Каждый год – мальчика за мальчиком. Ведь им как-то нужно продолжать свой род…
Плен был хуже смерти. Уж лучше в Равнины, лучше монстрам на съедение, лучше за последнюю черту.
– Я… не готова.
Алька чувствовала, что злится. Злится не на шутку, всерьез, той обидой, что остается после в душе на годы.
– Не готова? Трусиха!
– Пусть так!
– Я два раза туда ходила, и ничего со мной не сделалось!
– Живи и гордись.
– Алеста!
Уходить из-за стола до матери считалось дурным тоном, но пальцы сами легли на скатерть, а ноги спружинили – Алька поднялась и бросила в тарелку скомканную салфетку.
– Своевольная, да?! – взревела Ванесса Терентьевна. – Гонор начала проявлять?! А ведь еще двадцати двух нет…
Ее лицо, обрамленное мелкими, похожими на собачьи букли кудрями, покраснело; тонкие брови грозно съехались к переносице.
– Не голодная, спасибо.
И Алька поспешила в коридор.
– Нет, вы только посмотрите! Это она в кого такая, в тебя? – в моменты злости мать почему-то забывала, что родила Альку от Деи, а не от Антона Львовича, и лила на последнего раскаленную мстительную лаву. – В тебя? Это все, потому что имя неправильное! Была бы Констанцией, была бы послушной!
Хельга деловито звякала вилкой; отец молчал.

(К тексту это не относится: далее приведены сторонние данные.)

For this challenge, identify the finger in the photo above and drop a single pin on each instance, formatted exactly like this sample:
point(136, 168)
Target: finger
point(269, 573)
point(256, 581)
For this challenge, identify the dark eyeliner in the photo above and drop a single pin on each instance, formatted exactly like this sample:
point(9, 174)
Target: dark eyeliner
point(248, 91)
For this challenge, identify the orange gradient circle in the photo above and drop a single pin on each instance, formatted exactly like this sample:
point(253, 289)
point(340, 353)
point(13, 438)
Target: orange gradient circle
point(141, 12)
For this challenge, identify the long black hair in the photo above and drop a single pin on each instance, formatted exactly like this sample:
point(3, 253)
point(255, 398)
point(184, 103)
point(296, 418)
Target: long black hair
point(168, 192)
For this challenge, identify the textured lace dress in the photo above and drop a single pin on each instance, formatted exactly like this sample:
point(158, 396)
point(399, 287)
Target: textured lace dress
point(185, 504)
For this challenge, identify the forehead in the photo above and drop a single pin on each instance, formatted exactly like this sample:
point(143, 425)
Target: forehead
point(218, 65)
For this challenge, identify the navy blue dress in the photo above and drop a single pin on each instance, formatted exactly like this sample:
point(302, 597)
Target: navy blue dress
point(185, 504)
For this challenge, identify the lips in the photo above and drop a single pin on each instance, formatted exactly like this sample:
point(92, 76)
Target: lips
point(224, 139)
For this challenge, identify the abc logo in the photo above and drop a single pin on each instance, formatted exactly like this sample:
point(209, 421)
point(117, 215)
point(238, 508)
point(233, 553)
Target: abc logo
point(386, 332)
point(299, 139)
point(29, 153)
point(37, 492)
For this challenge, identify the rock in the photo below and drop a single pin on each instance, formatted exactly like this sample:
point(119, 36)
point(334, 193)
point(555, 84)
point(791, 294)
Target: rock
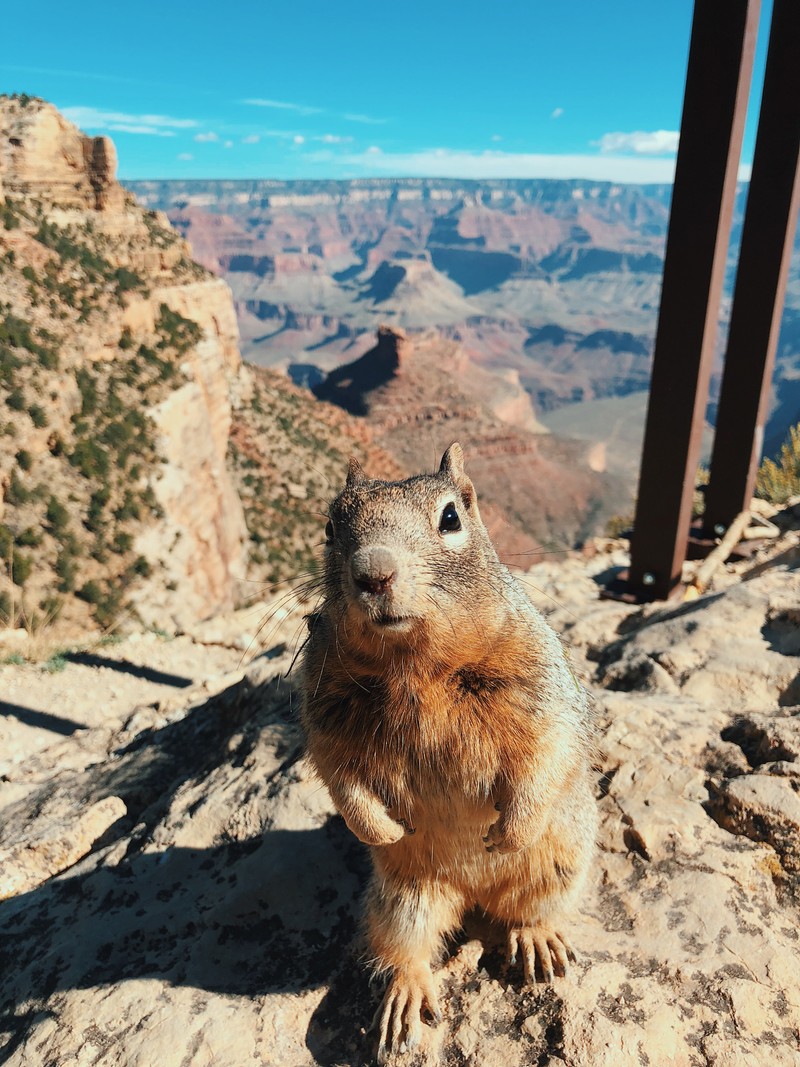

Под напряженное, похожее на бычье, сопение матери телевизор залил комнату пафосным гимном Женской Конфедерации.
(Fox Amoore – Myre)
Грусть всегда выплескивалась у Альки в потребность любить. Упереться взглядом во что-то хорошее, светлое, залипнуть глазами в картину и мысленно хотя бы на минуту перенестись туда, затискать сидящих на крытом пледом диване плюшевых игрушек. Проследить за тянущимся через комнату косым солнечным лучом, прокатиться по его перемеженной пылинками спине, поверить, что из светлого пятна на полу может вырасти солнечный цветок. Чем тяжелее делалось на сердце, тем сильнее хотелось верить в чудо и тем жаднее росла потребность обратить себя в хорошее.
Комната из-за заката светилась оранжевым – напиталась сочным мягким апельсиновым светом и бережливо плескала его от стены до стены, от окна до окна. Хорошо, когда окна на первом этаже – всегда можно вылезти наружу, побродить по саду, добежать до прохладного пруда и окунуть в него руки, ненадолго потеряться в растущем на опушке ельнике.
В ельник не хотелось, к пруду тоже. Теплый ветер качал растущие на подоконнике медунки; по саду, обнаженный по пояс и одетый в синие заляпанные штаны, ходил босой садовник – таскал за собой свернувшийся змеиными кольцами шланг, поливал грядки. Иногда он бросал шланг у ягоды и брался стричь кусты, чавкал босыми пятками в меже у малины.
Садовник появился в их доме две недели назад – молодой парень со светлой вихрастой макушкой, тихий и нетребовательный. Ел в подсобке, спал в сарае, голову никогда не поднимал, не спорил, работал от заката и до рассвета. Садовник-мужчина – прихоть матери, ее способ продемонстрировать соседям зажиточный статус.
«Ну и что, что дорого? Мы можем себе позволить…»
Позволить новый гарнитур из орехового дерева, катанский ковер в прихожую, сервиз из тончайшего стекла с золотым орнаментом, садовника…
Как можно позволить себе человека, ведь он не игрушка?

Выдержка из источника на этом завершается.